Meir Brin nodded and disappeared down the rafter-like steps to the coaching booths. A quick conference with Professors Snape and Trelawney would produce a suitable compromise. But that would be a “compromise” in only the loosest sense of the word.

“Tiddlywinks is not a suitable replacement for a MAPLE game!” argued Snape angrily.

“On the contrary, Severus dear, I have always enjoyed a good game of Tiddlywinks. And with my limited movement...” Trelawney cast her magnified eyes over the full-body cast that she had been encased in. “I fear it will be the only way... Alas, my death was coming, and as I knew of it so soon, I cannot help but fear that in the near future my mortal body will pass on to the nether-life, and I shall remain only in spirit, to help and to guide your poor unfortunate spirits...”

Snape threw up his hands in exasperation. “If you even think of coming back as a ghost, I will ensure that you outlive me one way or another.”

Nearby, Onyx sent up a great wail: “No, Severus, don’t do it! Angst but no suicide! Angst but no suicide!”

The Potions master rolled his eyes and stalked off to the other side of the booth, where the fanwriters could not see him. Meir Brin gave the immortal expression of “heaven help me” and flipped through Ye Great Big Book of Rainy Day Fun Games.

“Cribbage, Cricket, hmm... ‘Shoots and Ladders’?” She looked over at the sulking Canon Characters. I don’t think so. “‘Stairmaster Deluxe Grand Prix’? Definitely not. Oh! Oh. Well... maybe...”

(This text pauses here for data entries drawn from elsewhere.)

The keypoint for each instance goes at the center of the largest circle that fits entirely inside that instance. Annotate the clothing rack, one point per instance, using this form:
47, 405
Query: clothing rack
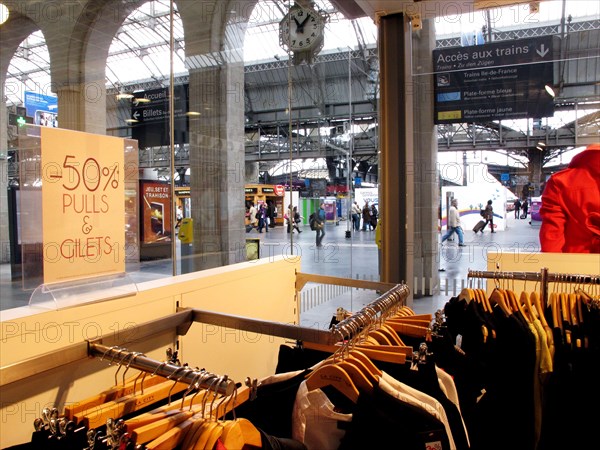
183, 319
543, 277
375, 311
198, 378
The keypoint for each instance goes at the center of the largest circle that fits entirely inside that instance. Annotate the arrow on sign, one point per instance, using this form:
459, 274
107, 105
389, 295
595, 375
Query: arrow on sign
543, 51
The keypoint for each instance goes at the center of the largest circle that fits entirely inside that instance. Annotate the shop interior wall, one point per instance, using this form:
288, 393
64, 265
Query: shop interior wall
569, 263
28, 333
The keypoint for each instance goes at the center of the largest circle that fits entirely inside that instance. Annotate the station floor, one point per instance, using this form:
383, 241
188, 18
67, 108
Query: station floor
354, 257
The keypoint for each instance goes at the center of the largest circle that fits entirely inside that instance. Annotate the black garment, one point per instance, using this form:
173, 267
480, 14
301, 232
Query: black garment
274, 443
508, 402
571, 391
297, 358
380, 421
272, 409
425, 379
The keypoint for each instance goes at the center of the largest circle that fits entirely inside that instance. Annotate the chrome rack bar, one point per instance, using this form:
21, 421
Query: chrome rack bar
377, 309
544, 277
202, 379
178, 322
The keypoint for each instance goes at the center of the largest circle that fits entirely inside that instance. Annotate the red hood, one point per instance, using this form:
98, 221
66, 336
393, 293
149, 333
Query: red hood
589, 159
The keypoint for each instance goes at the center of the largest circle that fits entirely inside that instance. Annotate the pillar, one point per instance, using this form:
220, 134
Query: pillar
217, 165
426, 190
396, 147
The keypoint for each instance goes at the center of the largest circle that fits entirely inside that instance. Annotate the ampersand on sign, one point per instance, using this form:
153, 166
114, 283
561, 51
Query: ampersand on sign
87, 227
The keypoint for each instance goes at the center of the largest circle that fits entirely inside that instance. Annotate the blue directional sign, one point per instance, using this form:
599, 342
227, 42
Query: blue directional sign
43, 108
150, 113
503, 80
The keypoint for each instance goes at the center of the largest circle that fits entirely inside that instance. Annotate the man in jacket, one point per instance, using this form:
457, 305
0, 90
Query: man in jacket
454, 224
571, 206
320, 225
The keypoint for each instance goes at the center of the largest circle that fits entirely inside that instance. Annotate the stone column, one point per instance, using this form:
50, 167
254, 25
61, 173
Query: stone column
217, 165
426, 189
396, 147
82, 106
252, 173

“My ethereal senses tell me that a suitable substitute has been found!” exclaimed Professor Trelawney, trying to rub her temples prophetically. With the heavy plaster casts on her arms, it appeared rather difficult and gawky, but that was a moot point.

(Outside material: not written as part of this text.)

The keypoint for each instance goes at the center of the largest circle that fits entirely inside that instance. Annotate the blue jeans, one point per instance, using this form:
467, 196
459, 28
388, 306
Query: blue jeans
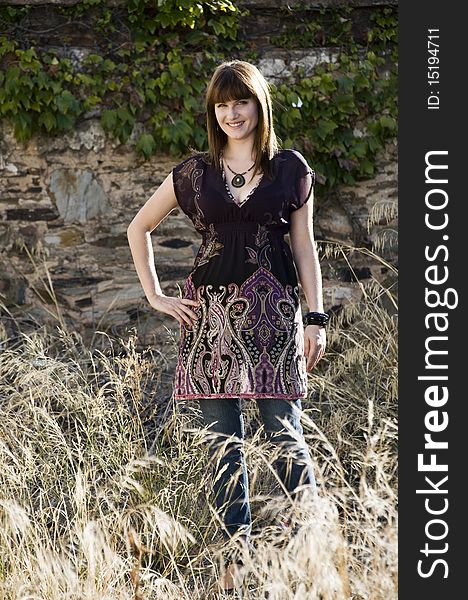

Meir Brin laughed. “All right then, a Staring Contest it is.”

“I refuse,” said Professor Snape shortly without any intonation.

“You say that because you fear defeat. I have foreseen your defeat in my future visions. Dark times, dark times are ahead for us. And dear Severus... he shall lose to the bewitching gaze that conceals itself within my eyes...”

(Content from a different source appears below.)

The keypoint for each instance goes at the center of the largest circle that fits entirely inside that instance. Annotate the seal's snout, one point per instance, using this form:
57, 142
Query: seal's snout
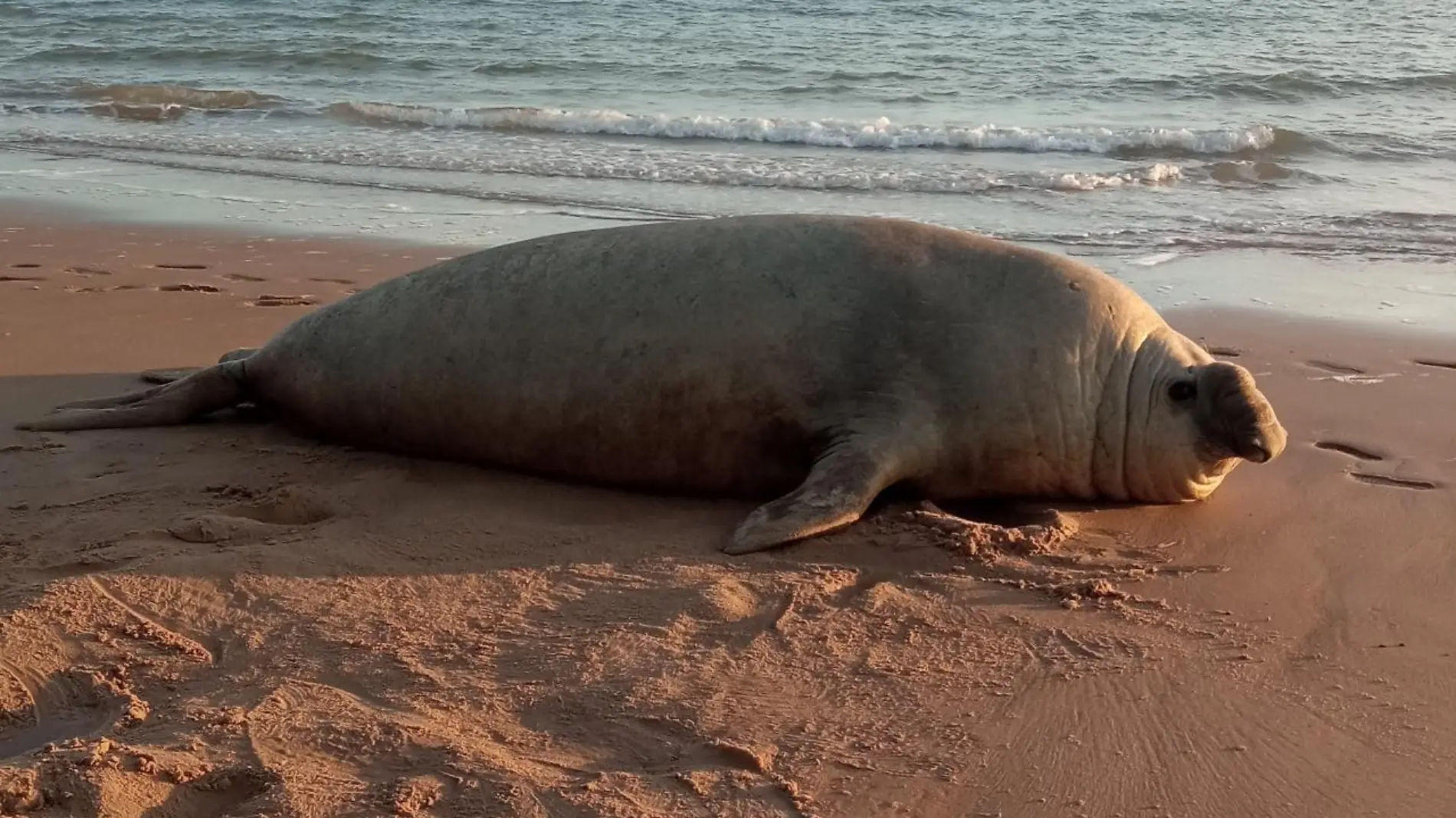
1237, 417
1258, 449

After that, it did not take long to get Severus Snape and Sybill Trelawney out onto the Quidditch Pitch and trying to bore holes into each other’s head with their eyes. Meir Brin had to admire them. Trelawney was utterly immovable with her dazed, trance-like stare, and Snape seemed to be forcing his eyes to remain open with sheer willpower.

Meir Brin glanced at her watch. Five minutes, six minutes... twenty-four minutes, thirty-one minutes...

“All right, one more minute and we call it a draw,” she said, quite tired.

Sybill’s eyes had started to water. Severus kept squinting, then biting his lip in a manner that suggested how fed up he actually was.

“Seven, six, five—”

“HE BLINKED,” roared Trelawney. “Look, did you see it? Did you?”

Meir Brin nodded. “I’m afraid you did, Professor. Trelawney will be marked as having won this round.”

The Divination professor slumped back into her wheelchair happily, like some old coot on their porch rocking chair. “All has been fulfilled. In my dreams I saw this moment, and now it has come to fruition.” She looked up at Snape, who was turning an amusing shade of Blello. “Do not worry, my dear. As I have said, I foresaw your defeat.”

Snape ground his teeth and turned abruptly to return to the castle. Unfortunately, Lyssie St. Cloud and Belphegor were cursed with ill luck when they passed in front of the angry professor. They were scrubbing the carburetor fluid out of their robes for the next two days.

Meir Brin walked off of the pitch that day, happy as well. But ill news was there to greet her as well, in the form of Klose.

“Meir Brin, we have a very, very big inconvenience. I just found James Potter. Tied up. In the Owlery. He has been heavily sedated, and I think that he is wearing lipstick.”